Photo by Pareen Chaudhari
Saga, Elm, Cendana. To most, these trees mean nothing beyond landscaping. At Yale-NUS College however, their significance relates to one of the fundamental principles on which this college was built — the Residential College system. With this as an integral part of the school’s culture, many students have conflicting views on its value.
The RC system defines certain characteristics of life at Yale-NUS, including the Dean’s Fellow group students are assigned to. Especially in the initial stages of settling in, these DF groups are important in establishing relationships. Bing Lin ’18 said, “I think it’s a good way of getting to know people in a more structured manner.”
Similarly, RCs are divided into floors. Saga occupies floors 9 to 11 (with a few students on 12), Elm occupies 12 to 14, and Cendana 15 to 17. “The initial fear is that it creates a segregation and almost unnecessary distinction.” Roshan Singh ’18 said. “The people one floor above me are in the same RC so everyone knows everyone, but the people in the floor below me, we hardly know each other.”

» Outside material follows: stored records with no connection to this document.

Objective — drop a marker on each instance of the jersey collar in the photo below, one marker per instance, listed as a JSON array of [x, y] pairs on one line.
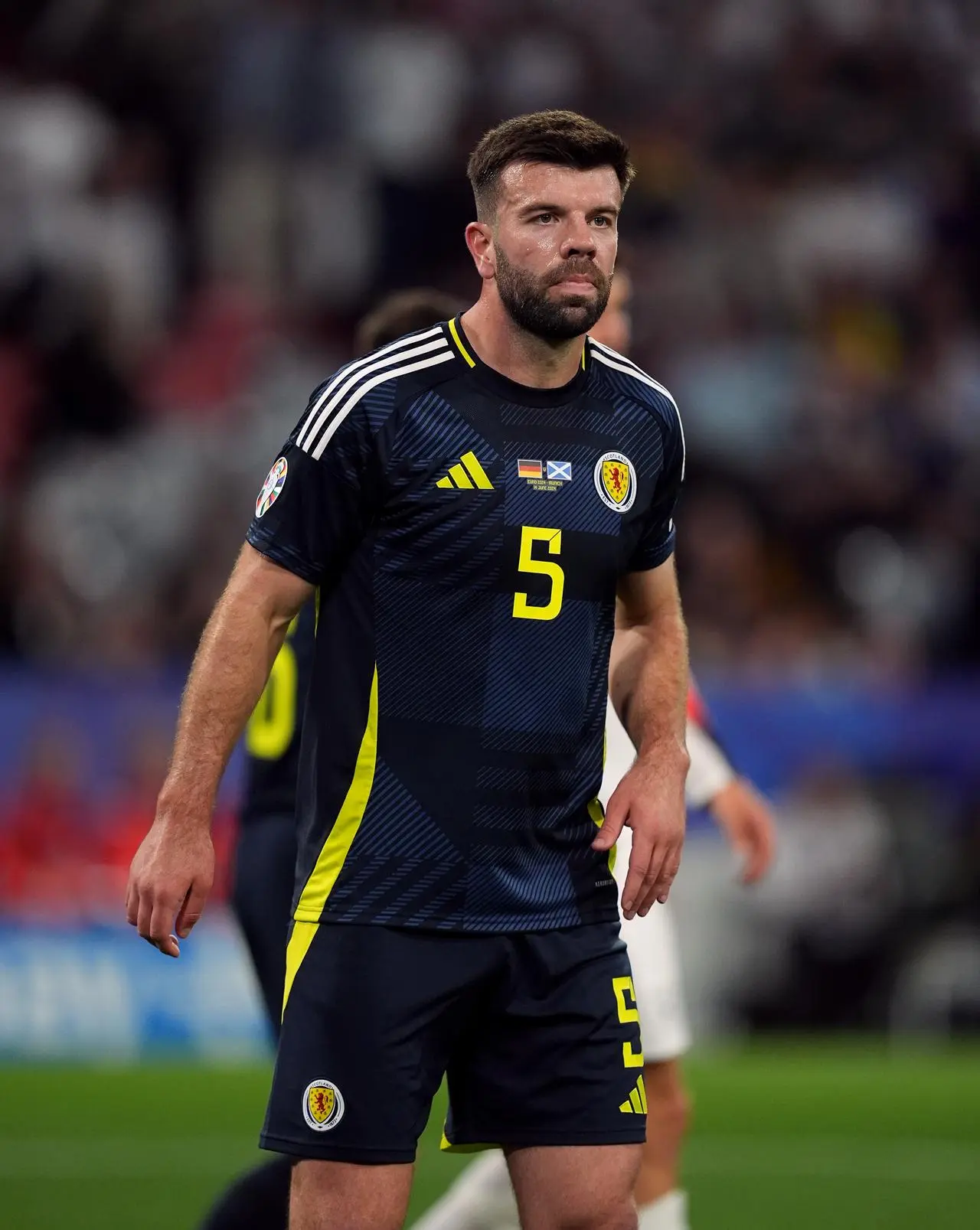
[[508, 389]]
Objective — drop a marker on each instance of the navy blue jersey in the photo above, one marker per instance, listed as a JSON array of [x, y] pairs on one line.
[[466, 534], [272, 739]]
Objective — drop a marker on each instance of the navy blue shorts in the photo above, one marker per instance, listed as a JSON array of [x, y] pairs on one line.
[[537, 1033]]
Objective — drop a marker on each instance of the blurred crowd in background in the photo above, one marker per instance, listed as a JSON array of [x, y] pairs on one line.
[[199, 198]]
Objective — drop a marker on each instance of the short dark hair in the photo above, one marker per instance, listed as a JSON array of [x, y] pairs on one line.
[[561, 137], [403, 312]]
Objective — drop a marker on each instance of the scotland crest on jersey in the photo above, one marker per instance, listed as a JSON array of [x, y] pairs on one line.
[[615, 481]]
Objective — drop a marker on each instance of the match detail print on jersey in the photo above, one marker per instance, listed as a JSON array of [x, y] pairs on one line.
[[468, 569], [615, 481]]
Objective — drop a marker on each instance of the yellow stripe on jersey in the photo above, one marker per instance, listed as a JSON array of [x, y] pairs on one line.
[[296, 948], [476, 471], [462, 350], [460, 476], [341, 837], [596, 811]]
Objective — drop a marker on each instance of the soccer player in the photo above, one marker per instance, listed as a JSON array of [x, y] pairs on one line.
[[481, 1197], [266, 850], [477, 504]]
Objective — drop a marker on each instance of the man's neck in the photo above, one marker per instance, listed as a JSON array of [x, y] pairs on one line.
[[515, 354]]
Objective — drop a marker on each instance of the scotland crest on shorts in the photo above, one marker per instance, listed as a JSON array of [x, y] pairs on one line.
[[272, 486], [322, 1104], [615, 481]]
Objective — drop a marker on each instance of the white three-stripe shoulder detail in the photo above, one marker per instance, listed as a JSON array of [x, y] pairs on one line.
[[614, 360], [604, 356], [377, 379], [394, 351]]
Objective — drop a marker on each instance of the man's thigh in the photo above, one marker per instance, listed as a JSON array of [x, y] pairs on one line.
[[580, 1186], [371, 1016], [342, 1196], [556, 1059]]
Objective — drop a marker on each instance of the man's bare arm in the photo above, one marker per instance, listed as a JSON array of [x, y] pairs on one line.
[[648, 685], [174, 867]]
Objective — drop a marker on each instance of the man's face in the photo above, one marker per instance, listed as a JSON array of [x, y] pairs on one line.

Lin suggested that a possible factor leading to this segregation could be freshman orientation during which the three RCs split up to go to different countries respectively. Saga, Elm and Cendana went to Laos, Borneo and Vietnam respectively. Because of these trips, Lin said, “I feel like I know people within my RC more than people from other RCs.”
The experiences of the sophomore batch on the other hand were very different. Having the summer immersion at Yale facilitated interaction between the class without the RC identity being imposed strictly.
What should be done about the RC split, especially if it seems to be a mostly freshmen dilemma? A member of RC^3, Marcus Koe ‘17 answers “I can understand that [the freshmen] want to be together as a batch, but I definitely see the eventual need for an RC system and I think it’s good to start now and get the building blocks up for when we move to the new campus.”
If RC mobility is an issue between floors in RC4, the new campus threatens to pose an even bigger physical separation as each RC will occupy their own independent building. However, Koe pointed out, “I think that within each RC, there will be much closer community.”
RC^3 is one such student organisation on campus that is dedicated to promoting RC identity and providing platforms for the different RCs to interact. Their latest initiative is responsible living, where consumption of electricity and food wastage during lunch are being monitored and recorded as RCs. The goal is to foster healthy-RC competition by being mindful of the spaces we live in. “We’re not trying to split up the RCs in an antagonistic way,” Koe commented. “What we’re trying to do is recognize that people have to eventually settle into their RCs, and we’re trying to allow that to happen sooner.”
The RC system is also not always as restraining as it seems. There are plenty of means through which meeting members of other RCs is possible, including clubs, sports and classes.
Singh emphasised the importance of mingling to meeting people from other RCs, “We end up shooting ourselves in the foot because we miss an integral part of this school—the people. ”
Singh concluded, “It’s nice to have that identity, but we just have to know how to sidestep it to get to know people … it might be healthier to neither fully reject [our RC], nor live too strictly by it.”